People in here will be helpful to you in terms of how it feels to be the one with the chronic illness....this will be helpful to you in many ways as there are many dimensions when one is faced with a chronic condition. Learning, as I said in my first post, all you can about Lupus and it's affects will help you tremendously in understanding the mood swings, depression, anxiety, fatigue, pain, fear, etc.,

Lupus can be a horrible disease and if you can imagine every part of the human body, all the muscles, bones, lungs, heart, brain, blood, arteries, eyes, mouth, etc., as potentially being affected you begin to understand it's devastation.
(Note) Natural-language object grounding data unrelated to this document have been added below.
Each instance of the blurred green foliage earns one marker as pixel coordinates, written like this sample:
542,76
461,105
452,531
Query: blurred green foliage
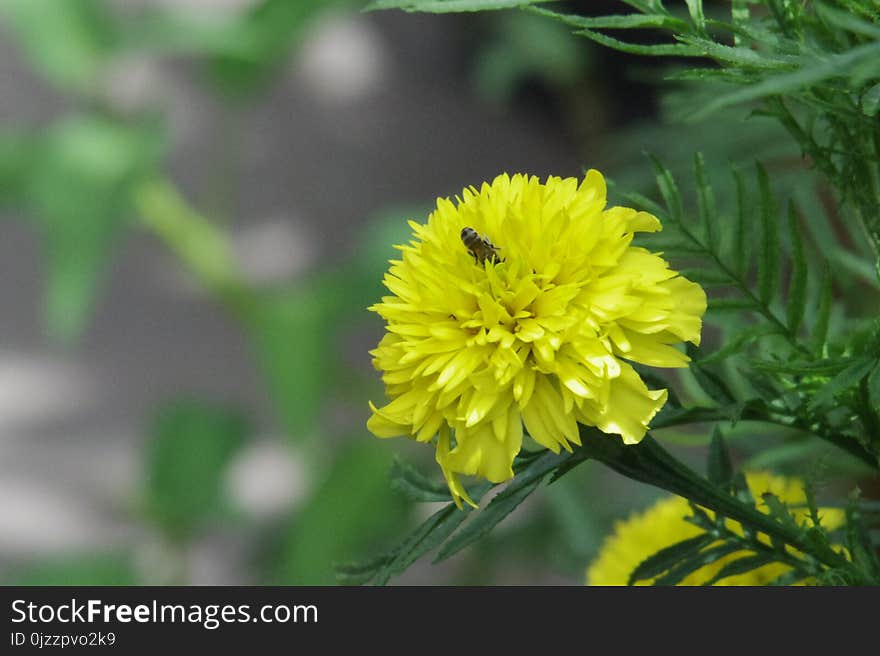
191,445
111,568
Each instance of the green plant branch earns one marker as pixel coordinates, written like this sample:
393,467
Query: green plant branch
649,463
199,244
761,413
741,285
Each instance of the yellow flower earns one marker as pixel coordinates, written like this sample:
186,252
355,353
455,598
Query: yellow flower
663,524
536,335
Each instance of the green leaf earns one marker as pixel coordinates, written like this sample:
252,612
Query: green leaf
69,42
719,467
736,344
710,382
17,152
797,291
706,203
823,314
449,6
415,486
79,194
843,381
695,9
779,511
616,22
350,510
661,561
360,573
768,266
95,569
505,502
707,277
667,49
742,233
431,533
291,334
870,101
706,557
813,72
668,190
848,22
825,367
191,445
874,387
743,565
730,304
738,57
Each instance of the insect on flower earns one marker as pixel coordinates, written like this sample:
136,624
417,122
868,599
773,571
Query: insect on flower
539,346
480,247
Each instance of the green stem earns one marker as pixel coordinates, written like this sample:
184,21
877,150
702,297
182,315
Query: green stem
202,247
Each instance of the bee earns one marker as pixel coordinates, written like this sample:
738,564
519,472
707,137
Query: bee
480,247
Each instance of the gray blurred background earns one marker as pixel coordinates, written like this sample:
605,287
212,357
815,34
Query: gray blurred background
368,112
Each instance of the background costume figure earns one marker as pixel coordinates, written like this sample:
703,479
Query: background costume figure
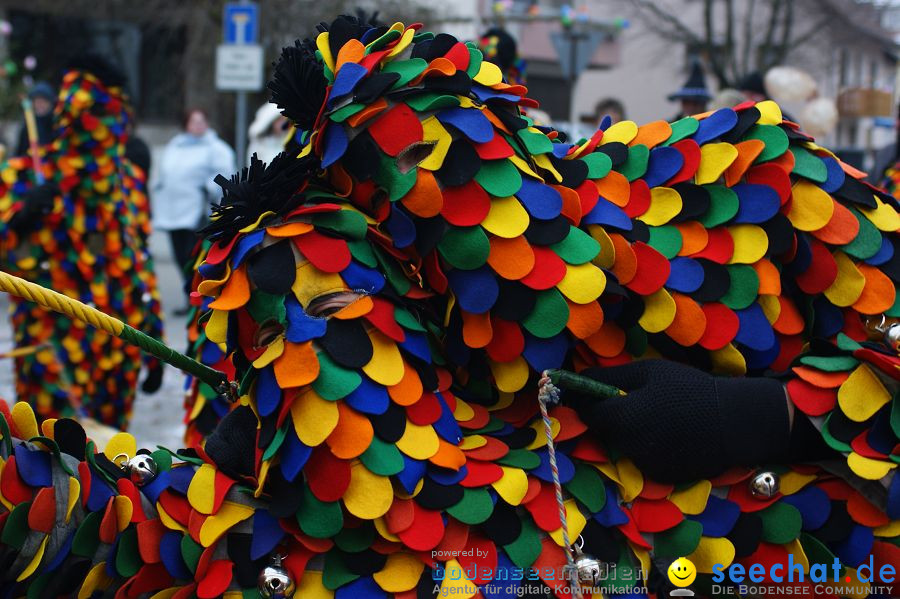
82,233
185,188
43,99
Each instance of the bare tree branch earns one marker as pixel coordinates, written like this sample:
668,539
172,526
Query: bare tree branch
676,27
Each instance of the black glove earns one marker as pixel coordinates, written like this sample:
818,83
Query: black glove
232,446
36,203
153,380
677,423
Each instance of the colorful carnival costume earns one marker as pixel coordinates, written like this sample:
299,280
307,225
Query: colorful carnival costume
388,440
88,239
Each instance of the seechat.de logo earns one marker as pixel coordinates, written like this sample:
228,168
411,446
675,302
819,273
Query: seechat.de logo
682,573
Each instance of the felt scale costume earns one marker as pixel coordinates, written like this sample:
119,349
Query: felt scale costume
386,300
91,245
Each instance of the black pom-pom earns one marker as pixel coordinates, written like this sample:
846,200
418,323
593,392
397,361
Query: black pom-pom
258,189
298,86
100,67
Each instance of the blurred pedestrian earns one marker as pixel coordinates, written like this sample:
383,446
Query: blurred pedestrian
607,107
185,187
693,95
726,98
267,133
43,99
500,48
753,87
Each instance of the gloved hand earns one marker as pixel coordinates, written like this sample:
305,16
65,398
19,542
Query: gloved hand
677,423
37,202
153,380
232,446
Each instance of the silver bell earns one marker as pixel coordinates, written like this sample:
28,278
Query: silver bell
892,337
274,582
588,570
141,469
764,485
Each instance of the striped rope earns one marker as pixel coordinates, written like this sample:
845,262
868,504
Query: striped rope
549,393
25,350
74,309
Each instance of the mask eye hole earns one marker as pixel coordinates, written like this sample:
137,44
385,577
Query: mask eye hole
413,154
327,304
267,333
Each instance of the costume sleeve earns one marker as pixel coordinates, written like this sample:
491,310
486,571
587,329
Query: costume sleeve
222,163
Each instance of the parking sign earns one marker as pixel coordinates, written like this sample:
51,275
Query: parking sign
241,23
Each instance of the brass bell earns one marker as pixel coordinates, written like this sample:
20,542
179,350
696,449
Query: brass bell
275,582
764,485
141,469
892,337
589,571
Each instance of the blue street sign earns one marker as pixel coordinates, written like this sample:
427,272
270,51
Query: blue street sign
241,23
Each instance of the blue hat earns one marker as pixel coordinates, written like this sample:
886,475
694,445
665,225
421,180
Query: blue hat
694,88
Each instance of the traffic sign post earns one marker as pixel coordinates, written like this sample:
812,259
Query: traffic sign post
575,50
239,64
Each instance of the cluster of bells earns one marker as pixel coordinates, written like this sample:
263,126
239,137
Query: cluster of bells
275,581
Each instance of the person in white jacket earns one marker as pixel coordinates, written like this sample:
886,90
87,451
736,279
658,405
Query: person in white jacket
185,186
267,133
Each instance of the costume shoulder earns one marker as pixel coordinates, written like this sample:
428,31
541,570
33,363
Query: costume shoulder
741,237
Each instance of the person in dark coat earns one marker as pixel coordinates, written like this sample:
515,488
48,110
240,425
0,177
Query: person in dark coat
693,95
43,99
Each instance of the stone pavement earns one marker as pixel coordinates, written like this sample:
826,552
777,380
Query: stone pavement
157,418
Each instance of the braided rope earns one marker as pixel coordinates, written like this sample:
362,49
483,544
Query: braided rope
549,393
26,350
74,309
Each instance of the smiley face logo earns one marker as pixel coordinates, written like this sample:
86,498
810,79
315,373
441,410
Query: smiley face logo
682,572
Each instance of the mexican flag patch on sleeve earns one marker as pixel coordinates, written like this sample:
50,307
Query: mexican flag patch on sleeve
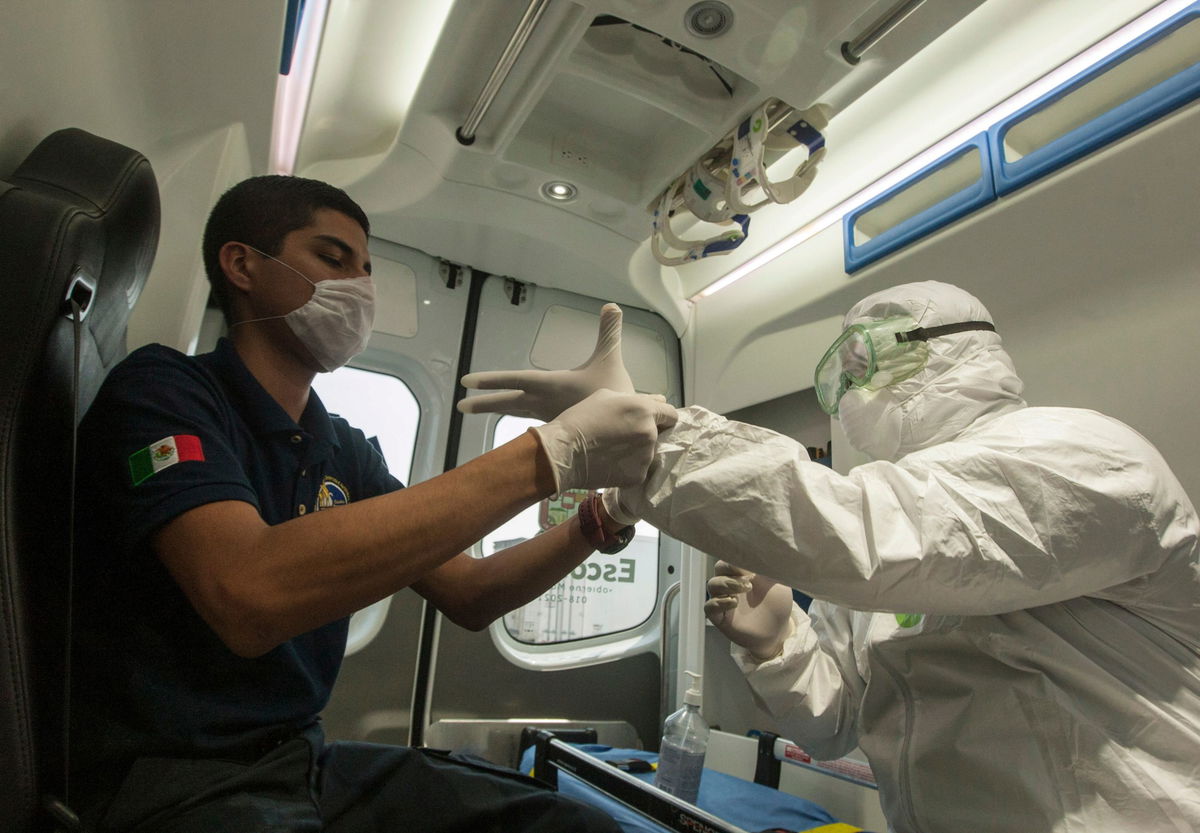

I believe every person diagnosed with Lupus who is in flare should be given as a automatic some form of anti-depressant. I believe this with those diagnosed with ANY life changing disease. I believe this is often ignored and the concentration falls on dealing with the physical symptoms when the mind has just as much to do with treatment as does the body. It is one more pill in a Lupus patient's treatment, yes, but it can make all the difference in the world in how the patient responds to not only having the disease but coping with it daily.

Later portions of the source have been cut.